Today’s column is about scientific robustness and how it relates to the strength of the conclusions generated by an observation. First, let me define robustness. A robust scientific test, procedure, and opinion are ones that are readily repeatable over a large sampling. A test of what occurs when you heat water in a pan – it comes to a boil – is an extremely robust test. The less repeatable and less universal an experiment, or test is, the less robust it is.
For you scientific types, I just told you was obvious. But I’m good at that…
How does this relate to audio? Audible (and inaudible) sonic differences can have a wide range of robustness, but those that are more robust are far more likely to be universally true.

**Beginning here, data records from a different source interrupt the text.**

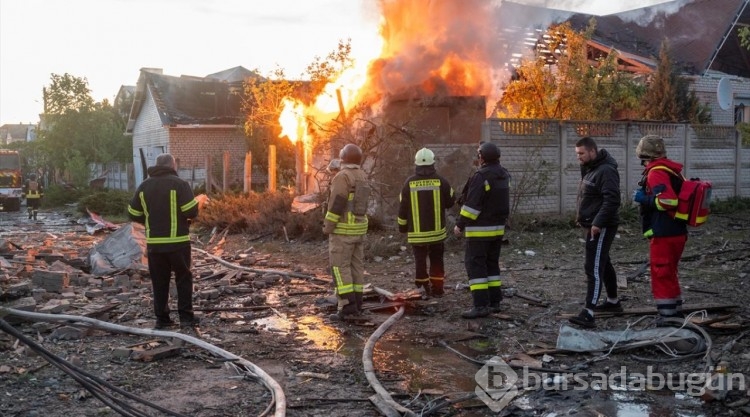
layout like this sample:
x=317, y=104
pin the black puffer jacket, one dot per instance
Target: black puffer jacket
x=599, y=192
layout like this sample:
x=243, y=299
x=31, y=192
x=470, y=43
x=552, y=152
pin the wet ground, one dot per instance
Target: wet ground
x=428, y=357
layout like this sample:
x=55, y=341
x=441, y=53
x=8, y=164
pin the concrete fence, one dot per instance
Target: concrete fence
x=541, y=157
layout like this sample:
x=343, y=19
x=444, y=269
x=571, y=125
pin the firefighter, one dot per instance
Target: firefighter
x=421, y=215
x=346, y=224
x=667, y=236
x=33, y=192
x=165, y=203
x=482, y=222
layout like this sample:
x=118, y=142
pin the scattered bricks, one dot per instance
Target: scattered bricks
x=94, y=293
x=23, y=304
x=16, y=291
x=122, y=281
x=50, y=280
x=211, y=294
x=111, y=290
x=125, y=296
x=122, y=352
x=39, y=294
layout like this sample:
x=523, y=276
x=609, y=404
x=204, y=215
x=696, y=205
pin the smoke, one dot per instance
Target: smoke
x=653, y=15
x=457, y=48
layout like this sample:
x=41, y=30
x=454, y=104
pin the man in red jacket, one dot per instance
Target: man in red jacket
x=657, y=197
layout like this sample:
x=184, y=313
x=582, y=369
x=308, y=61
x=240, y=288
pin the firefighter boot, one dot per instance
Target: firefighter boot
x=496, y=295
x=437, y=286
x=423, y=283
x=347, y=308
x=481, y=305
x=358, y=301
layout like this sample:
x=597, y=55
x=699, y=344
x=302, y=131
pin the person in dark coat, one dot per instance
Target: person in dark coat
x=598, y=206
x=165, y=203
x=482, y=223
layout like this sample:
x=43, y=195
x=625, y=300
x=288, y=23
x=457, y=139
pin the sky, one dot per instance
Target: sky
x=109, y=41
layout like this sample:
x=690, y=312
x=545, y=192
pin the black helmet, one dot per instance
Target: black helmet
x=351, y=154
x=489, y=152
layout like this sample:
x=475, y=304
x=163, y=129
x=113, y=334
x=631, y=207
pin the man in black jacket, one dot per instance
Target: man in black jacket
x=421, y=215
x=482, y=222
x=598, y=205
x=164, y=203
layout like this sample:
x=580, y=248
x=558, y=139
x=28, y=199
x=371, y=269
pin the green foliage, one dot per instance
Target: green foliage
x=78, y=131
x=668, y=96
x=561, y=83
x=730, y=205
x=267, y=213
x=105, y=202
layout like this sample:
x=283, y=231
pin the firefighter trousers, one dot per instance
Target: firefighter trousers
x=665, y=253
x=347, y=259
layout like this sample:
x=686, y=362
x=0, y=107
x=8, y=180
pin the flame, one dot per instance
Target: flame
x=292, y=120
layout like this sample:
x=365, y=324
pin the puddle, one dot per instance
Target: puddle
x=423, y=367
x=311, y=328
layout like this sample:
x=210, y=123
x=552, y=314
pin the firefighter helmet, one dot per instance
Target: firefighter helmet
x=650, y=147
x=351, y=154
x=424, y=157
x=489, y=152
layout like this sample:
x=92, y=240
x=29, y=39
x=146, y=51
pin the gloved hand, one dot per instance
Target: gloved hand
x=639, y=196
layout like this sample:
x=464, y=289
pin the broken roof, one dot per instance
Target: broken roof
x=702, y=35
x=187, y=100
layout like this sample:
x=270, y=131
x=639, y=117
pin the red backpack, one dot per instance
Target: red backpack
x=693, y=198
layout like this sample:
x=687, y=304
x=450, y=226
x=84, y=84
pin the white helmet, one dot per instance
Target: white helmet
x=424, y=157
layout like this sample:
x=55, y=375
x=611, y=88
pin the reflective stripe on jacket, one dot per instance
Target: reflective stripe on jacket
x=422, y=204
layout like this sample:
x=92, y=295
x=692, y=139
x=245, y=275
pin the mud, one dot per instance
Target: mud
x=427, y=358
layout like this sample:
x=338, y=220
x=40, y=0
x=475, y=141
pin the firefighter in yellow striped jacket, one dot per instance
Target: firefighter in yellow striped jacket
x=164, y=204
x=482, y=222
x=421, y=215
x=345, y=224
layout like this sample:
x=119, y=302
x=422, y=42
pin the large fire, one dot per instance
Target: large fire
x=429, y=48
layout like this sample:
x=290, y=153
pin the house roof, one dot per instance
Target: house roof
x=187, y=100
x=702, y=35
x=16, y=132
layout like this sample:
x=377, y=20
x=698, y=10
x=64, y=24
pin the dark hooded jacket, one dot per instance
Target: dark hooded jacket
x=164, y=203
x=599, y=192
x=487, y=206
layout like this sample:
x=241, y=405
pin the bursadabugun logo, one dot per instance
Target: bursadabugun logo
x=496, y=384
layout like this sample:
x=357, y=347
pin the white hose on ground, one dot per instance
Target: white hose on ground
x=370, y=369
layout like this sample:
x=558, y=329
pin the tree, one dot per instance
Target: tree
x=77, y=130
x=562, y=81
x=669, y=97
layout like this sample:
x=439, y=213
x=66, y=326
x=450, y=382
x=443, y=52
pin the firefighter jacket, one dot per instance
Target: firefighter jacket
x=422, y=203
x=599, y=192
x=483, y=215
x=657, y=214
x=164, y=203
x=32, y=190
x=345, y=214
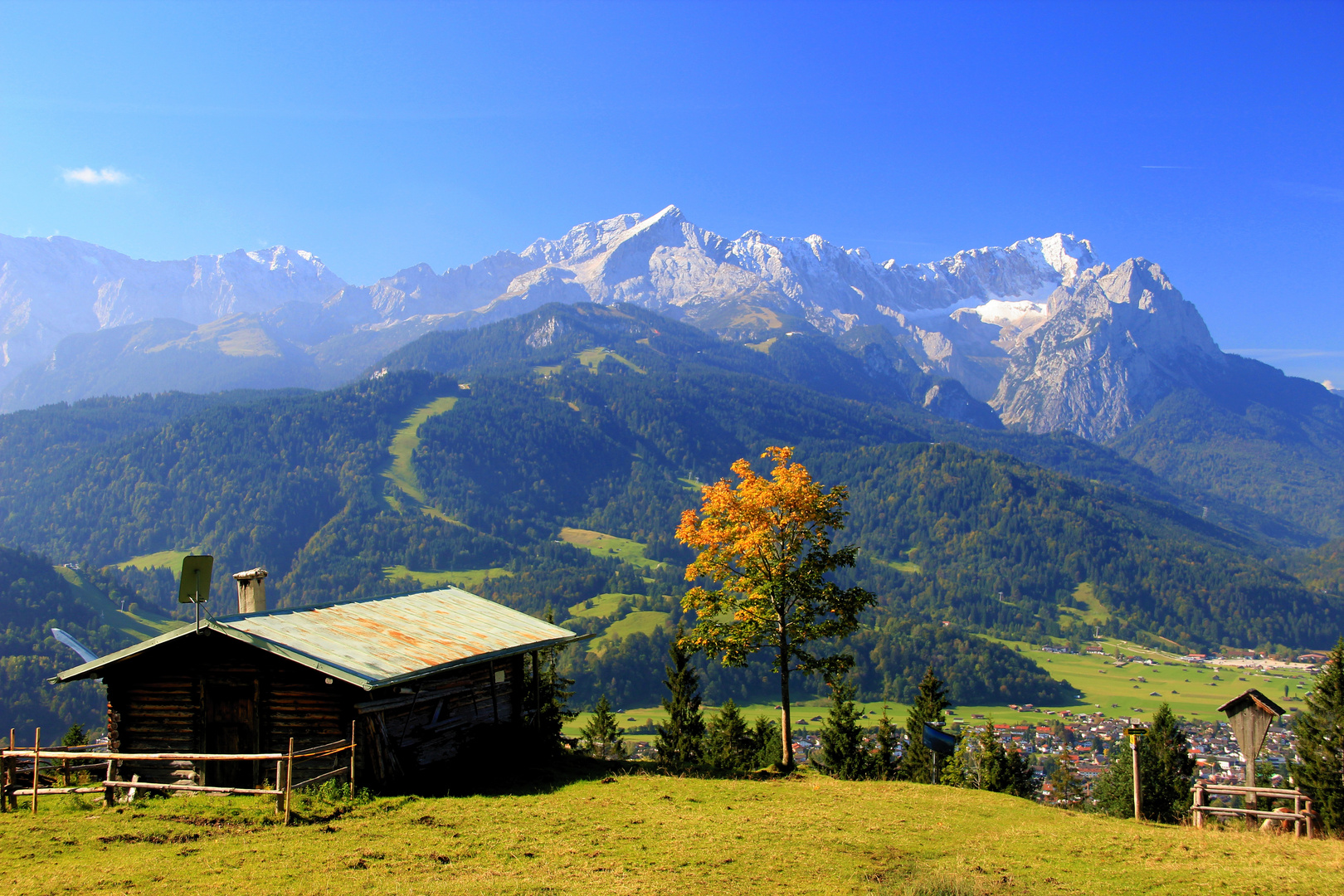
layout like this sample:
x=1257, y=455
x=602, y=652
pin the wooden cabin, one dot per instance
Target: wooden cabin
x=416, y=674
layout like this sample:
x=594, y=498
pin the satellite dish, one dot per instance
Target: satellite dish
x=71, y=641
x=194, y=586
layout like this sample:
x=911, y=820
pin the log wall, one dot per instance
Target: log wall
x=160, y=702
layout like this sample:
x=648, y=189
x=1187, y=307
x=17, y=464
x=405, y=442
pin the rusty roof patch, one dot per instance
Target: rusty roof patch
x=378, y=641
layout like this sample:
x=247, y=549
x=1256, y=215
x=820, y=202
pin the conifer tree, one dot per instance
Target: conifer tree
x=602, y=733
x=680, y=739
x=930, y=707
x=765, y=738
x=1320, y=743
x=1164, y=770
x=554, y=694
x=728, y=743
x=843, y=750
x=886, y=763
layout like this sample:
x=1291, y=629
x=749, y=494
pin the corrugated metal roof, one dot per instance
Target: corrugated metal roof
x=378, y=641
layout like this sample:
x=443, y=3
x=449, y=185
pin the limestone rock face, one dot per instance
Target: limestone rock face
x=1110, y=347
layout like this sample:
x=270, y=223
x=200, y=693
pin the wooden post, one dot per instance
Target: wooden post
x=537, y=687
x=1138, y=793
x=1252, y=802
x=290, y=779
x=37, y=761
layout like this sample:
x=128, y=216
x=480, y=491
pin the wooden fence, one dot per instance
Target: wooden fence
x=46, y=772
x=1301, y=816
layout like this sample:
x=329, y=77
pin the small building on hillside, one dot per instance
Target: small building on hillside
x=416, y=674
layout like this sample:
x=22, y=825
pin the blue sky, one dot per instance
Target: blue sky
x=1205, y=137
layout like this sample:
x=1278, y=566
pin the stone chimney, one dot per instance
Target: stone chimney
x=251, y=590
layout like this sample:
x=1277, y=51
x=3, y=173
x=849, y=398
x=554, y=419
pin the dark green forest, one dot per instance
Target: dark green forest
x=964, y=528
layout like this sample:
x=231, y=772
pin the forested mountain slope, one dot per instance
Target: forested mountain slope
x=504, y=455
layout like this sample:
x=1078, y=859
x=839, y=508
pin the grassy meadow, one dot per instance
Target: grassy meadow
x=645, y=835
x=1194, y=694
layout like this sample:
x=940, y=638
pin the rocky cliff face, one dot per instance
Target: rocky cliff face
x=1108, y=349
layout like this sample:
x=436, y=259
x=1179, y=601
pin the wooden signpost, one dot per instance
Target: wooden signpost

If you switch one of the speaker cable’s leads from correct polarity to incorrect polarity, so one of two stereo speakers is out of phase with the other, in a blind A/B test where the listener is sitting in the center listening position, most humans should be able to hear a difference. That would be a robust test.
Conversely, one person’s subjective description comparing several headphone cables would, by definition, lack robustness in that few people have the exact same signal chain so as to confirm the findings or duplicate the test environment. This test would be far less robust and have less universal application.
Recently Audio Bacon published a report on power cables that the reviewer spent one solid year working on. It is extremely detailed, and the test procedure was as rigorous as possible considering the test parameters. But due to its small sampling size (one test subject) and difficulty in corroborating the findings, this, too, despite the author’s best intents, is not a robust review.
Conversely tests done by Sean Olive at Harman’s test facility are extremely robust because he employs multiple test subjects in multiple repeatable tests. The primary area for disagreement isn’t the test methodologies, but the narrowness of the test parameters and whether the conclusions do have more generalized applications. An example would be the “room feel” tests where listeners preferred an EQ curve that reintroduced bass augmentation caused by natural “room gain” in loudspeakers to their headphones. Whether this is an increase in accuracy or merely euphony is the question here. But the test clearly shows that humans can hear the differences, and most prefer more bass…
Another way that vastly increases the robustness of a review is the reviewer’s past experience and printed history. Michael Fremer’s analog reviews are an example of a robust review that is robust because of his long history of reviews that anyone can reference to see if their tastes align with Fremer’s. If they do align that would increase the review’s value to the reader and Fremer’s conclusions would gain additional weight and usefulness. Someone could have similar conclusions, but without the history behind them they would not have the same level of truthiness.
Yes, some “subjective” reviews and reviewers are more robust than others. Fremer’s are robust while that first review in a headphone site by someone who’s never been published before is not. Fremer has earned that level of credibility through years of work.
So, what’s the takeaway here? Check your sources, just like with political articles, the source and the source’s track record matter. A review from a source that is a known quantity should have more weight and a greater level of truth than an anonymous one…methodologies, track record, and personal biases all have an effect on the usefulness and trustworthiness of a review…so check your sources because not all reviews have equal levels of truth or contain universally applicable conclusions…
Great column. A lot of readers judge the credibility of a review not by the solid criteria you list, but by how much it confirms their existing beliefs, flatters their egos, etc. Harry Pearson was probably the first to realize that, and he exploited it like nobody before or since.
Thanks for this, Steven. As a professional who worked in statistics, I can’t say much more than, “I agree.”
I was expecting a discussion of the measurements of John Atkinson as part of this discussion.
I should add, beware of trolls and certain people on internet forums who insist that if you haven’t done measurements, your findings are invalid. I feel, like Steve, that the observational opinions of experienced listeners and reviewers ARE valid.